Dois peitos de franguete orgânico temperados com suco e raspas de um limão verde, pimenta vermelha em pó, sal grosso e uma dose de tequila, e assados na churrasqueira. Duas abobrinhas amarelas, cortadas ao meio, retirada as sementes, temperadas com sal, pimenta do reino e azeite, a assadas na churrasqueira. Salpicadas com ciboulettes picadinhas antes de servir. Uma salada de folhas verdes e ervas, temperada com sal, pimenta do reino, azeite e suco de limão. Milhos amarelos e tenros cozidos na água e sal. Uma baguete de pão francês fresquinho com manteiga caseira. Sobremesa: melão em fatias, framboesas e red currants frescas.

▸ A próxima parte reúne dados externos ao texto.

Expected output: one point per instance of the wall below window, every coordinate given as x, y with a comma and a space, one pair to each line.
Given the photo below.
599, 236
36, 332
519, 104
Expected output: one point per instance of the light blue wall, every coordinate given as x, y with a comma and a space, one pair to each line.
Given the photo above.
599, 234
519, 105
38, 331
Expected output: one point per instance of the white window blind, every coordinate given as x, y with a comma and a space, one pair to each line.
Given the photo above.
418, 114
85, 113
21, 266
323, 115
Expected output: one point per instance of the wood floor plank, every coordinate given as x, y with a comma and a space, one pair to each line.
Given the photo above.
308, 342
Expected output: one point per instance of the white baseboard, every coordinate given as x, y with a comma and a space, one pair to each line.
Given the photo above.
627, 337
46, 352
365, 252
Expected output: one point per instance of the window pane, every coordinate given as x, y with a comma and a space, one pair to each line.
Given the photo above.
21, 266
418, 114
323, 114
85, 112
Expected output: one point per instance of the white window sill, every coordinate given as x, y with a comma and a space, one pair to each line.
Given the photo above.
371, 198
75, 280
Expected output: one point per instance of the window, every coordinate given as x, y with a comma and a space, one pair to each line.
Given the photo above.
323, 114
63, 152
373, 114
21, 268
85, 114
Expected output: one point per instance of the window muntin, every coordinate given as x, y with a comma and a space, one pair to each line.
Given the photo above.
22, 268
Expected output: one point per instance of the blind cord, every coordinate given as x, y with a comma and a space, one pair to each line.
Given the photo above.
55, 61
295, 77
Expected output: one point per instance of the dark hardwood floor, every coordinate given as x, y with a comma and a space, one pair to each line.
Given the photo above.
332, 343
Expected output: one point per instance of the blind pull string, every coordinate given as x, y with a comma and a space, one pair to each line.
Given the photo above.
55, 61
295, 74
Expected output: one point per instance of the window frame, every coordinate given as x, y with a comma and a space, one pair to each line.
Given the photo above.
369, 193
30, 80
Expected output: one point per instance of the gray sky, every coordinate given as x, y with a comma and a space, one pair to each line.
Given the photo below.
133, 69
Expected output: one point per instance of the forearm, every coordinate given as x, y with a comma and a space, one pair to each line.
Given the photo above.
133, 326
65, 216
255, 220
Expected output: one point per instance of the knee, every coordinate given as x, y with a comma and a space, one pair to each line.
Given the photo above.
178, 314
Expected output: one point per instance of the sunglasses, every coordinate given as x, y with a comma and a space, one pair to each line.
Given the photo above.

Comemos como se estívessemos diante de um banquete pantagruélico. Foi uma orgia de sabores puros e simples, que pudemos degustar sem interferências ou intrusões. Cada sabor, único. Nenhum alimento foi dominado, nenhum se subjulgou. Foi uma refeição equilibrada, sem distinções ou privilégios, onde cada sabor se sobressaiu por suas próprias qualidades. Tudo isso é uma ótima desculpa pra não cozinhar, não é? Ôoo, se é!